Interfacial Manipulation of Electron Transport Layer via Viologen Surface Treatment for Highly Stable and Efficient Inorganic Perovskite Solar Cells

Abstract

The stability and efficiency of inorganic perovskite solar cells (PSCs) remain limited owing to the presence of interfacial and bulk-related defects. To address this issue, a multifunctional defect-passivating interlayer can be introduced. In this study, 1,1 '-bis(3-sulfonatopropyl)-viologen (BSP-Vi) was synthesized for depositing a multifunctional interlayer between a TiO2 electron transport layer (ETL) and CsPbI3 perovskite absorber. The sulfonate group in BSP-Vi effectively interacts with both oxygen vacancies on the TiO2 surface and undercoordinated Pb2+ species in the perovskite, leading to substantial defect passivation in both the ETL and perovskite absorber. BSP-Vi induces a favorable shift in interfacial energy levels and facilitates the formation of a perovskite film with improved crystallinity and reduced defect density.
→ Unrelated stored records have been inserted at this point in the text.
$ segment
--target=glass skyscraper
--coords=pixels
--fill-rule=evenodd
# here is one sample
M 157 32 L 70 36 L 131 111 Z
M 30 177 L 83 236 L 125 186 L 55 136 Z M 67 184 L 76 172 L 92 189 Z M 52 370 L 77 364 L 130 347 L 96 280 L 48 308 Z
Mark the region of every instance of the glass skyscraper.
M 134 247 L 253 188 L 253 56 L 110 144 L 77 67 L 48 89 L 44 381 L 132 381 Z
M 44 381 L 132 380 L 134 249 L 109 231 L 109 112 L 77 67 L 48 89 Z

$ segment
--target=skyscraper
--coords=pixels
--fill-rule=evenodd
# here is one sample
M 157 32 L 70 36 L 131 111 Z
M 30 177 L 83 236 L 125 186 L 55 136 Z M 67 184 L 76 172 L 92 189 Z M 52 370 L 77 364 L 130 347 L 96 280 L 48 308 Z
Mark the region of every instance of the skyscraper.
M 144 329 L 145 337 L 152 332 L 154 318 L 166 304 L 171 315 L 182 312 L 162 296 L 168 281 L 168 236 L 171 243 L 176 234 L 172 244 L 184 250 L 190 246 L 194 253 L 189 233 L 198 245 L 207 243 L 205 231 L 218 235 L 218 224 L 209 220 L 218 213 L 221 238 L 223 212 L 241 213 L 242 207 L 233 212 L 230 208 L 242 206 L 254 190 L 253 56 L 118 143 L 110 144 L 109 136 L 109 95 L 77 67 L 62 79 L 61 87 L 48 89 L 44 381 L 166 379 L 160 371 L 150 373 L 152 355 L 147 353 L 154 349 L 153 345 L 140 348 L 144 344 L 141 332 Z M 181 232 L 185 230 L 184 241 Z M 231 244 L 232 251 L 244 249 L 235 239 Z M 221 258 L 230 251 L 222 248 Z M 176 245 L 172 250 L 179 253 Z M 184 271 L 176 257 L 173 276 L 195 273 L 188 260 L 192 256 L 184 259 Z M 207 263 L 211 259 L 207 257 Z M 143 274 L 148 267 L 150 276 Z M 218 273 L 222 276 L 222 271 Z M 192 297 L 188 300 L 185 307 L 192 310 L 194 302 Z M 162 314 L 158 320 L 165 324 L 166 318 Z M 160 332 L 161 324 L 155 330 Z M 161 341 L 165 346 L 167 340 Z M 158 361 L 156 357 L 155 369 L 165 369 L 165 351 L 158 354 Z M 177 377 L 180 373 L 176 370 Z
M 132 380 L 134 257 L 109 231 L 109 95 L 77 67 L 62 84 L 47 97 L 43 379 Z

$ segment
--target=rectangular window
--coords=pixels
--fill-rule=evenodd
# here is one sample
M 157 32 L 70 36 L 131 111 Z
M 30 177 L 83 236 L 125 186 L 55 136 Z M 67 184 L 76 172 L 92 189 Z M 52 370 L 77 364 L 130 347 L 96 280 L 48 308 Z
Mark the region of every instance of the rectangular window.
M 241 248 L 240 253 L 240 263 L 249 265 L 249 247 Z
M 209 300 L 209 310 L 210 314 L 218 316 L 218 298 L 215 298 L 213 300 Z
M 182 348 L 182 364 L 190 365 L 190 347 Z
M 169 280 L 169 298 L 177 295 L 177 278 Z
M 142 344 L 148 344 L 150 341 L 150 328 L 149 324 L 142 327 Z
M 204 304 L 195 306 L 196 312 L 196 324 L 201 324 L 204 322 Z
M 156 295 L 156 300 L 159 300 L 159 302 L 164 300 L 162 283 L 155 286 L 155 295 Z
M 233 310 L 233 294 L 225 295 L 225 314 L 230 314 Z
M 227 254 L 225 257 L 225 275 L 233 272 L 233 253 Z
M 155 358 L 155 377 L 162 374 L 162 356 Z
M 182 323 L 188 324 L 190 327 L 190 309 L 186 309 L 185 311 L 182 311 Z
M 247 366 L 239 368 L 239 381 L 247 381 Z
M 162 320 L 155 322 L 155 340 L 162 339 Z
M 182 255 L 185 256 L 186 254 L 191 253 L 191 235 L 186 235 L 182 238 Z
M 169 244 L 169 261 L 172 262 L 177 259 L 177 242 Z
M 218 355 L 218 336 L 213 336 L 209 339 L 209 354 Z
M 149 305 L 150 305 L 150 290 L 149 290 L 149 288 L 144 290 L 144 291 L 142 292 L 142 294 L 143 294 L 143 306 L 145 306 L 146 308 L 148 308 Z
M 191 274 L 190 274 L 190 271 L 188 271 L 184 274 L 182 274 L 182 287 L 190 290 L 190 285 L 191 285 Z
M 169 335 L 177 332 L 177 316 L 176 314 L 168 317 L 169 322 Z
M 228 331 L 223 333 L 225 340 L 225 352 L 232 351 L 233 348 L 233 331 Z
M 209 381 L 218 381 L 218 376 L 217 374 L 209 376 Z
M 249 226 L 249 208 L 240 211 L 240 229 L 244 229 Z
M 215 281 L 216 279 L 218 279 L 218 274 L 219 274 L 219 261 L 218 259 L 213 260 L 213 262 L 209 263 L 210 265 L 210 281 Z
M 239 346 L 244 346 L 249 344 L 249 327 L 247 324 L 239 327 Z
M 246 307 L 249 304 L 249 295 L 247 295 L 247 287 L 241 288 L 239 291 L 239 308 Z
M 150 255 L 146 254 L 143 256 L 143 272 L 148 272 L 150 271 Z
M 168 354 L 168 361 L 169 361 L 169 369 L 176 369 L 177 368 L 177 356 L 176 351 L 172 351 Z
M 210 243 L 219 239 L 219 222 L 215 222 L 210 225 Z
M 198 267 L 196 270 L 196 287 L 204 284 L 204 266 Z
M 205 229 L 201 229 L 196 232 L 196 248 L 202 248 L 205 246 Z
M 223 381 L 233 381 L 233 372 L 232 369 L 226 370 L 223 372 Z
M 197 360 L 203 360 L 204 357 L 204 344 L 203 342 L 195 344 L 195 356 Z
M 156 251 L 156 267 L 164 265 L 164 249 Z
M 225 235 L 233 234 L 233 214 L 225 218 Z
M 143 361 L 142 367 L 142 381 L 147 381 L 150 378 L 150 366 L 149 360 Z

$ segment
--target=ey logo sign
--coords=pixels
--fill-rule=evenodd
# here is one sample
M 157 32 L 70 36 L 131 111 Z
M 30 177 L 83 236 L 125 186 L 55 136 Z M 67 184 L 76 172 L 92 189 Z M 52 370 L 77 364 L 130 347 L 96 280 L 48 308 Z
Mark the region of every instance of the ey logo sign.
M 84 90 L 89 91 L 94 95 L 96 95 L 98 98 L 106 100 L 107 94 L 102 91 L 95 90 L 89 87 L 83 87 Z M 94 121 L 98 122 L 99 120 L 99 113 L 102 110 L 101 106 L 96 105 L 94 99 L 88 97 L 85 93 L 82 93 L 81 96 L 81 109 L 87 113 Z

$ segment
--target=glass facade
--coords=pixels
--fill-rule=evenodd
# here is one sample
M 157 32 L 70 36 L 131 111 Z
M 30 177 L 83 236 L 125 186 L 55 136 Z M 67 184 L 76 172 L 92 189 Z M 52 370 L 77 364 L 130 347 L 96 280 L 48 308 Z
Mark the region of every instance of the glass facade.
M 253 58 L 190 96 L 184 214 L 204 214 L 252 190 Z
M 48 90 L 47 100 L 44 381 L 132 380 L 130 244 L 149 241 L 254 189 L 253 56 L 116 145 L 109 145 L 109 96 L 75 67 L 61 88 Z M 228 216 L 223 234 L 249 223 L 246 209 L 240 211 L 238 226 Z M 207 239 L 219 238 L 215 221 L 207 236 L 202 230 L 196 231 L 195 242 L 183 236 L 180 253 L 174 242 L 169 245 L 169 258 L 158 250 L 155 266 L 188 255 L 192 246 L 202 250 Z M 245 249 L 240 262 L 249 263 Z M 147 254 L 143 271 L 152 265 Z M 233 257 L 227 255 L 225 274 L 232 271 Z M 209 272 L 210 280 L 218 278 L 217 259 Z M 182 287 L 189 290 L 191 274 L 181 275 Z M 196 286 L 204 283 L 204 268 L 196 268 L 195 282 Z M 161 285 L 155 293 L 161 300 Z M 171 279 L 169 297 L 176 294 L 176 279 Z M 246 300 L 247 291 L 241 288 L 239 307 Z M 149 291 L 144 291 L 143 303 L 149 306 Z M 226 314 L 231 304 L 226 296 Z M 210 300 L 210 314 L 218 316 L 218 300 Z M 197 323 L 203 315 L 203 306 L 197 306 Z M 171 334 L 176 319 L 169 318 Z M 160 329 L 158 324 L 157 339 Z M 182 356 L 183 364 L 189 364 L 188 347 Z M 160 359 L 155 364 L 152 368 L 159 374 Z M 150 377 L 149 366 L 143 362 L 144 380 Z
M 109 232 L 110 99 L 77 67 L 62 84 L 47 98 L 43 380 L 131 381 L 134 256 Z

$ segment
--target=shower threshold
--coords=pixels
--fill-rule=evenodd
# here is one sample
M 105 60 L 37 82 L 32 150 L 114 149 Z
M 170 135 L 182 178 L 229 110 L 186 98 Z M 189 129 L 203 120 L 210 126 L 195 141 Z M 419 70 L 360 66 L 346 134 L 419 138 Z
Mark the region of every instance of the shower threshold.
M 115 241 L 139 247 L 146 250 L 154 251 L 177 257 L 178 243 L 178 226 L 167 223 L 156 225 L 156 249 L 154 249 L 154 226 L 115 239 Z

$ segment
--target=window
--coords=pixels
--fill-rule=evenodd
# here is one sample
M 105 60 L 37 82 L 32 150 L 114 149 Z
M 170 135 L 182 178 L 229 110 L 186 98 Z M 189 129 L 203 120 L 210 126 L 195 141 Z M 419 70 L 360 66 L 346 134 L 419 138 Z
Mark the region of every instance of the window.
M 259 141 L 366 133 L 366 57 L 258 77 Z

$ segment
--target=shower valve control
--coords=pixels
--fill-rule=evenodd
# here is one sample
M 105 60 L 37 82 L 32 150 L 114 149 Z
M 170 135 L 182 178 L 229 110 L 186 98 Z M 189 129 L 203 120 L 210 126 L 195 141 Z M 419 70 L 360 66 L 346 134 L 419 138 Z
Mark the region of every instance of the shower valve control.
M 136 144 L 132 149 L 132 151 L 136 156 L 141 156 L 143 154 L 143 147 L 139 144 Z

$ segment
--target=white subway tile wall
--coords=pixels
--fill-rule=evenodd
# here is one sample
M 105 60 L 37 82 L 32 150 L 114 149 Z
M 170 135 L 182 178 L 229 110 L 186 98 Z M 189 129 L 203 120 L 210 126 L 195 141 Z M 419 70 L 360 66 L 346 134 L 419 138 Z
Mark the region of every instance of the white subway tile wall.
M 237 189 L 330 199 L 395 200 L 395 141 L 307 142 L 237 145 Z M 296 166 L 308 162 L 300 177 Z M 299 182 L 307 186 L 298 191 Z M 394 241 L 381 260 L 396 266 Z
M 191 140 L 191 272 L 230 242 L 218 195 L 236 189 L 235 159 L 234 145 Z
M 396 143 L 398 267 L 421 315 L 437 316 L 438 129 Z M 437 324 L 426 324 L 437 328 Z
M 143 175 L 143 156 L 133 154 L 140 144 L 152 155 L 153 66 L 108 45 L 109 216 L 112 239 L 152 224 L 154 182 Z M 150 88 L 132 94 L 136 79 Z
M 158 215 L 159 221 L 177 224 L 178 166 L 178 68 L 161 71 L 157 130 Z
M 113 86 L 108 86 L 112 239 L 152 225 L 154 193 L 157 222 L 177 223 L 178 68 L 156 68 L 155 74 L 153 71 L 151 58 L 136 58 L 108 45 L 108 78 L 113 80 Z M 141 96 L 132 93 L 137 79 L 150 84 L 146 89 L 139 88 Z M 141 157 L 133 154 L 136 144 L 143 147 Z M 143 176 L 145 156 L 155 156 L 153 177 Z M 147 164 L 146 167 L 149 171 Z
Consequently, the optimized PSC incorporating 0.2 wt% BSP-Vi achieves a power conversion efficiency (PCE) of 16.93%, representing a marked increase from that of the control (PCE = 16.08%). The maximum power point tracking test demonstrates that the PSC with BSP-Vi-treated interlayer maintained 95% of the initial performance after 160 h of continuous operation. This study highlights the potential of introducing sulfonate-group-based materials at the ETL/perovskite interface as a promising route to simultaneously passivate defects in and enhance the efficiency and stability of inorganic perovskite photovoltaic devices.